From: Fort Collins CO
Sep 20, 2006
rating: 5.11b 6c 23 VIII- E3 5c PG13

This may be the best mixed route at the City. This route has a little bit of everything from roof moves, scary traverses, runout face climbing, a fun finger crack, and a pumpy finish.

There are some large runouts (~15ft) above good gear. Bring gear up to a .75 camalot for the upper section, while a #2,3, and 3.5 will protect the roof section.

By Ben Folsom
Aug 21, 2007
rating: 5.11b 6c 23 VIII- E3 5c

This is a fantastic route! Good gear, a little bit hard to read, and super fun! I did this for the first time last weekend and it will for sure be one I go back to from time to time.

By CalmAdrenaline
From: SL,UT
Sep 6, 2011

"This thing is not like oh fuck, but definitely oh shit" - Advice I got from another climber while passing the first bolt. I'd say it was pretty spot on.. steller route.

By Deniz
From: Boise
Feb 19, 2012

This route is just frigging superb. It doesnt look that varied from the ground, but the flake start, finger crack, hard traverses with super sporty moves... It is just awesome.

By Guy H.
From: Fort Collins CO
Jun 13, 2012
rating: 5.11b 6c 23 VIII- E3 5c PG13

It is possible to climb right at the last bolt to make this an excellent 5.11a. The left variation is still a full value 5.11b.

By kevinhansen
From: Albion Idaho
Jan 19, 2013

The last ten feet I have to dyno for the big hold just down and right of the chains. Then again I'm short. This route has it all!

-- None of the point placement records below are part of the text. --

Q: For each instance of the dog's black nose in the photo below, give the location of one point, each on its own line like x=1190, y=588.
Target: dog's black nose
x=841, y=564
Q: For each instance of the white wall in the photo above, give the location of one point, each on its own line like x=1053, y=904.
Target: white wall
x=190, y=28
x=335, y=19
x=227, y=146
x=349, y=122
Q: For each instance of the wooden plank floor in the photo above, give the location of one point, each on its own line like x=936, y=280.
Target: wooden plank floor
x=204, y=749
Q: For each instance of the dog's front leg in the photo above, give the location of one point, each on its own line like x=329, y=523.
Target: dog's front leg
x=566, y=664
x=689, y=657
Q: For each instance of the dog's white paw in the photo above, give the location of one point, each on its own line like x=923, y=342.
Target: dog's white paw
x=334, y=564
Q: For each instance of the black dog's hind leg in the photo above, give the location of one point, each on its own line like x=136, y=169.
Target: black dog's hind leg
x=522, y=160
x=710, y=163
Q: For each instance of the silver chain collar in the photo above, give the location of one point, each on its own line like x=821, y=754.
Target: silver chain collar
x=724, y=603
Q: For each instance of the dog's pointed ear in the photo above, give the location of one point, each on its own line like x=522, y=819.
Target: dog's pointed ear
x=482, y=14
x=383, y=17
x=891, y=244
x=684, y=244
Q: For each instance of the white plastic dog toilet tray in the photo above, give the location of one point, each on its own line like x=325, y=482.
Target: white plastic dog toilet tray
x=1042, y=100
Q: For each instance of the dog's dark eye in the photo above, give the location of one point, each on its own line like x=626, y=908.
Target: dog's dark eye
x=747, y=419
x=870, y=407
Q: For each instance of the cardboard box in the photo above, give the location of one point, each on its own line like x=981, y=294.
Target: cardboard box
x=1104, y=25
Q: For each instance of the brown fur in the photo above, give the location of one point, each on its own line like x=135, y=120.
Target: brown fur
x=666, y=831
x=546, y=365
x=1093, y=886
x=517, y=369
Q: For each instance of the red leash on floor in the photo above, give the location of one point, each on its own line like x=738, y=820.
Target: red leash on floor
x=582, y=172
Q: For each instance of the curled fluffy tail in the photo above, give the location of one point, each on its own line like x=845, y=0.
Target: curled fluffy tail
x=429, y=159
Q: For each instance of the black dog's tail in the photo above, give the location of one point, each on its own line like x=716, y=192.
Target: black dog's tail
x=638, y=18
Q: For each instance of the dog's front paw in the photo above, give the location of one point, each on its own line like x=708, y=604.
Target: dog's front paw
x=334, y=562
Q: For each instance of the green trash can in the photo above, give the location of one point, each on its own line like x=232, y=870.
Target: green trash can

Everything from thin fingers, big slab friction, full horizontal fisting in a roof/crack (Start), and a crazy layback at the top. I LOVE THIS ROUTE!

By Rob T
Apr 2, 2013

Unfortunately(imho), the anchor was moved down a few feet. not a huge difference, but i always felt a little on edge mantling the final jugs to get to the chains. they're now located just below so you can clip while hanging from the jugs. mainly noted b/c it makes Guy's comments above as well as comments on slings in initial description somewhat irrelevant.